Nathan Andersen | Florida | 08/08/2001
(4 out of 5 stars)
"At some point in your life you begin to question all of the reasons you used to give yourself to explain why you do what you do. Not only that, you discover that other people, who you thought were on your side are really standing on the sidelines judging you. You are, in other words, on trial: you need to justify your way of life not only to yourself but to others. What brings this on, perhaps, is the recognition of your own mortality, or the recognition that your ambitions may never be realized because your future depends upon others who have little interest in your concerns. This is really what Kafka's novel _The Trial_ is about: it is an "existentialist" allegory, where the "trial" stands for the fact that you find yourself at some point, unexpectedly, needing to account for and justify your life, but it is never quite clear what (if anything) you have done wrong, who it is that you have to justify yourself to or why. This film version of Kafka's novel is particularly nice, for its portrayal of what Sartre would call a "bad faith" response to this situation.

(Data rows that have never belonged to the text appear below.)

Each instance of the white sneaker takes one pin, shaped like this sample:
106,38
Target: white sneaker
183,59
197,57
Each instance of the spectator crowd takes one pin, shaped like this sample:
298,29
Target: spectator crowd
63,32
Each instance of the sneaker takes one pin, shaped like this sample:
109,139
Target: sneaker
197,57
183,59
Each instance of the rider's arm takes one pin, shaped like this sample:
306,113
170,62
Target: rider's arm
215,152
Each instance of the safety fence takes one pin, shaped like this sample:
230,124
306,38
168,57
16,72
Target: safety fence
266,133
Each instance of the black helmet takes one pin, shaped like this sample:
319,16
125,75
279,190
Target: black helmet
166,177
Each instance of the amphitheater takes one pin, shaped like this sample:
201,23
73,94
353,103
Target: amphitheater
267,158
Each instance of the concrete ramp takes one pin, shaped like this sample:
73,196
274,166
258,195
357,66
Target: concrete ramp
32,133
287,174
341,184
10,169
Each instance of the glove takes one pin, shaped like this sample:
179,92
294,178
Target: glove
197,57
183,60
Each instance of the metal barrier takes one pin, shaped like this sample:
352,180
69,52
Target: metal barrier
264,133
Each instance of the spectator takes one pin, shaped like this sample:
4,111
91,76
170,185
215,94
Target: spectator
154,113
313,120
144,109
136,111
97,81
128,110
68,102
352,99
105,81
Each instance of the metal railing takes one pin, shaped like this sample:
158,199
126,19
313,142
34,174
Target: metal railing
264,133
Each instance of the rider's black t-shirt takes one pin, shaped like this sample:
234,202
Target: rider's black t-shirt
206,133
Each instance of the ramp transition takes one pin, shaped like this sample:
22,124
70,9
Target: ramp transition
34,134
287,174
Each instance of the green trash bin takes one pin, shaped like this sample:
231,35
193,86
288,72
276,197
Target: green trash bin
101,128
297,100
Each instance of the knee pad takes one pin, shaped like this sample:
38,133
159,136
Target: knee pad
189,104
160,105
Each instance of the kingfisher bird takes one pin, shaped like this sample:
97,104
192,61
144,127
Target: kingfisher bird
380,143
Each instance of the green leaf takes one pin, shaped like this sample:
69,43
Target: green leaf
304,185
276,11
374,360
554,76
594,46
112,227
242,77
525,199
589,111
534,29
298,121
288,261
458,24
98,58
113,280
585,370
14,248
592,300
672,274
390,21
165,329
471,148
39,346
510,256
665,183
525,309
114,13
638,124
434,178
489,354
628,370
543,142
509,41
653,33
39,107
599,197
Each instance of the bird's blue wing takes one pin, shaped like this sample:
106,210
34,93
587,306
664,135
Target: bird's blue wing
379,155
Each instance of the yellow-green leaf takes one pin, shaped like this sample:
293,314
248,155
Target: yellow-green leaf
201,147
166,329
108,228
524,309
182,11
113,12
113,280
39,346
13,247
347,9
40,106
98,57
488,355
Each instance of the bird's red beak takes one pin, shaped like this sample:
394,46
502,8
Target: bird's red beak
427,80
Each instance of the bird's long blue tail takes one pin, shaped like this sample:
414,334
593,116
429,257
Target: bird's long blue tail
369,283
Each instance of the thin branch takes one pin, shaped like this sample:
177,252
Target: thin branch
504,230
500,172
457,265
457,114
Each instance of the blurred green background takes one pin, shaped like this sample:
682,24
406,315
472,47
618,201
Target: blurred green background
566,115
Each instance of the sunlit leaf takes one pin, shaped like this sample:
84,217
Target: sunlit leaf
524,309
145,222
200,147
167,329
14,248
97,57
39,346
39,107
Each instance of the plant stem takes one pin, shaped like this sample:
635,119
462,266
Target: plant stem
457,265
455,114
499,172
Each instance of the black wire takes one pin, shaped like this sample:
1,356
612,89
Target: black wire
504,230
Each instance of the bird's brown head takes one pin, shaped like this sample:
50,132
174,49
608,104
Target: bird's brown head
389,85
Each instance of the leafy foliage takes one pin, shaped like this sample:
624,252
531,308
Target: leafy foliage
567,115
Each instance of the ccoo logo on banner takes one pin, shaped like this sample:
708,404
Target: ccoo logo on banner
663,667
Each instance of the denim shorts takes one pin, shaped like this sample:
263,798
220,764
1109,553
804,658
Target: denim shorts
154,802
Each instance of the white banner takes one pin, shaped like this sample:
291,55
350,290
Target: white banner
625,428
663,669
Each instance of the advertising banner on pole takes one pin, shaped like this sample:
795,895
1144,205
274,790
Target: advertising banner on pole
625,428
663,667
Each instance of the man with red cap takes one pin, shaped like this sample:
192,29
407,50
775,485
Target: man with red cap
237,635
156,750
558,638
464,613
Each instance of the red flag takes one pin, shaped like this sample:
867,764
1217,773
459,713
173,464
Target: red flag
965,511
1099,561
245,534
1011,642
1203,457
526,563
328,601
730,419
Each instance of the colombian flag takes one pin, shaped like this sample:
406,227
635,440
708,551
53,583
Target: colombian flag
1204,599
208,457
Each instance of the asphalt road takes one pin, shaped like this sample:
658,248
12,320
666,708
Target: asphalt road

Kyle McLaughlin is perfect as a brash, arrogant young man who has begun to question his life and has begun to see the eyes of others who judge him harshly -- but who refuses to take his situation totally seriously. He turns to others for help: the law, an artist, a priest, but fails to really even heed their advice to the degree it appears to warrant (deciding, for example, to flirt with the seductive nursemaid of his lawyer, rather than listen to his counsel). The end doesn't seem to me to be at all puzzling or obscure (as several others have suggested in their reviews of the film), when the film as a whole is "read" as an allegory of life and the despair of a universe where there is no fixed meaning. It turns out, in fact that his situation is much more serious than he has been treating it: he will die an ignominious death ("like a dog" as he says). Just prior to death, he glimpses something in a window -- in terms of the allegory, perhaps, he has an insight into the possible "meaning of it all" -- and yet the insight is only partial, or transitory. It does not save him -- and then it is all over, as suddenly and unexpectedly as it began."